Bellingham, Franklin and Milford have qualified for $300,000 to create a plan for meeting U.S. Environmental Protection Agency requirements designed to reduce pollution that seeps into the Charles River.

The federal funds will enable the three towns to create a plan that would govern how stormwater run-off is managed and regulated. The funding would cover engineering and planning costs necessary to create a regional utility in the three communities, which would make it easier for affected businesses to comply with the federal regulations.

“The EPA stepping up is huge,” Franklin Town Administrator Jeff Nutting told the Boston Globe. “Instead of 70 businesses in Franklin hiring 70 engineers to meet the standards and criteria, we can set up a system so there’s not a duplication.”

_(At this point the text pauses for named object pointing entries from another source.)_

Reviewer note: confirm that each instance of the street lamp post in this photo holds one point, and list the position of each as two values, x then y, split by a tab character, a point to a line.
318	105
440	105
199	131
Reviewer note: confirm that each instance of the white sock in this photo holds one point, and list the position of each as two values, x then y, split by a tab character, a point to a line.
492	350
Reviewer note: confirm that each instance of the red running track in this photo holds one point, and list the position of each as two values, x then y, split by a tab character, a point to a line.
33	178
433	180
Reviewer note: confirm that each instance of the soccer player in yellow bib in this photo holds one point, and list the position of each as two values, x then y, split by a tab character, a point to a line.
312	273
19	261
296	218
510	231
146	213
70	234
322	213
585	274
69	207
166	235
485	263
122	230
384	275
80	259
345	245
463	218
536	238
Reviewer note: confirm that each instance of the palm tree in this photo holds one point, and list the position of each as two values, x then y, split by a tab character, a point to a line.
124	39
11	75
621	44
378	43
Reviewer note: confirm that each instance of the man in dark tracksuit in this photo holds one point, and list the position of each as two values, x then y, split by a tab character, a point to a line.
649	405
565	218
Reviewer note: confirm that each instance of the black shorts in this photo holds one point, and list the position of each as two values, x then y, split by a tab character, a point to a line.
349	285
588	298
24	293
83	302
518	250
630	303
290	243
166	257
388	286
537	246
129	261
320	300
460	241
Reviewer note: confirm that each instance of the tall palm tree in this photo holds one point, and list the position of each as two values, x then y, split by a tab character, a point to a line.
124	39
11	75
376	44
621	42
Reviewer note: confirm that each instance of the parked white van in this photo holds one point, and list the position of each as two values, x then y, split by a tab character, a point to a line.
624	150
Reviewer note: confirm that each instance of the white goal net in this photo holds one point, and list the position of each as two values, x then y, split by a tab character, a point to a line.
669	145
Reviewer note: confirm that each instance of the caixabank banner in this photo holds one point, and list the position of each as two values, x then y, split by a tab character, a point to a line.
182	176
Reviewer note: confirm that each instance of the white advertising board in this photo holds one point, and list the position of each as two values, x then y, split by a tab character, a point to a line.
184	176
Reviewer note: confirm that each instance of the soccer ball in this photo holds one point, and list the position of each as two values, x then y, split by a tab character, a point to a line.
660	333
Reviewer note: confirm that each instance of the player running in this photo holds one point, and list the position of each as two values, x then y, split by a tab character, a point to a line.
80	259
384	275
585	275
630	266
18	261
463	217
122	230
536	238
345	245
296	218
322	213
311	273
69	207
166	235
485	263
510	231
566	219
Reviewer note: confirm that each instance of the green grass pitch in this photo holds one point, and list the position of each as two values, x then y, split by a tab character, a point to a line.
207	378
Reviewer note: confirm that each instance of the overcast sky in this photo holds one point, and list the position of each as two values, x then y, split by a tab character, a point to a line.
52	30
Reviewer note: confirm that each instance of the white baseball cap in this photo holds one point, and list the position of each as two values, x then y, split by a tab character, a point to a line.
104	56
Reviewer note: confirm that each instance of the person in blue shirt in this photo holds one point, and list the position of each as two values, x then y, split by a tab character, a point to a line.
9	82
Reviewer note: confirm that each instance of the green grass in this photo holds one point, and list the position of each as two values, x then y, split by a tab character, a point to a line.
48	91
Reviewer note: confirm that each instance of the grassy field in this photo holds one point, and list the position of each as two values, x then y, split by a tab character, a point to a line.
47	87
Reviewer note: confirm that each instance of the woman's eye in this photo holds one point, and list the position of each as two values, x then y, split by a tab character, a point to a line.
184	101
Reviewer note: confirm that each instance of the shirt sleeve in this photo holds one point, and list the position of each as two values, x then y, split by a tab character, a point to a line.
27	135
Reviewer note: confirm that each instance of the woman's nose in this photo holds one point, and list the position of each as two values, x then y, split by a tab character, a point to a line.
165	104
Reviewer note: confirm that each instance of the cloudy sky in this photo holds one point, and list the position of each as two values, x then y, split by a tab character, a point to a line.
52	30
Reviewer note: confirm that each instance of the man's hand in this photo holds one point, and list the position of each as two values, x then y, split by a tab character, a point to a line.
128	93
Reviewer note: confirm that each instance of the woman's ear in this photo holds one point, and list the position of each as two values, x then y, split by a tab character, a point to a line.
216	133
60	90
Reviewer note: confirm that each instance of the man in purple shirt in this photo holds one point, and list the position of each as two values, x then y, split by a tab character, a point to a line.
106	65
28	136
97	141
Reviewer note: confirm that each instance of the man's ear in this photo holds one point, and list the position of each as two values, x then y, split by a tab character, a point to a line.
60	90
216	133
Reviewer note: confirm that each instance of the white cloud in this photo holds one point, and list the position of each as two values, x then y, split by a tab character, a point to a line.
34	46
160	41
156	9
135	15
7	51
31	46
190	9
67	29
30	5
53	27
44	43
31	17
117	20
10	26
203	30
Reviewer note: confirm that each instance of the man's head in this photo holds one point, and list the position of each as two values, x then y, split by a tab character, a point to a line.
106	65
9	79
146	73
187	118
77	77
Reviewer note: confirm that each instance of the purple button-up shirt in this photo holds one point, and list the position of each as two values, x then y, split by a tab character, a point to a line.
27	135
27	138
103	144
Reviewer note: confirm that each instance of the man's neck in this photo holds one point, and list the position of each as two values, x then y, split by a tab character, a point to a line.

The new EPA regulations require that businesses with at least two or more acres of parking lots, rooftops and other impervious surfaces take steps to reduce stormwater run-off as a means of reducing the discharge of phosphorous, the main cause of algae blooms that mar the Charles River watershed each summer.

Reducing phosphorous, according to the EPA, can costs businesses and other private landowners as much as $118,000 per acre. Town governments are responsible for reviewing and approving the stormwater management practices of the private entities.

The EPA’s aim is to use Bellingham, Franklin and Milford as a pilot program that could be duplicated elsewhere in Massachusetts. So far, just three communities – Chicopee, Newton and Reading – have such a program in place.

In June, the MMA submitted written testimony asking that the EPA delay implementing the new stormwater run-off rules until a feasibility study had been completed.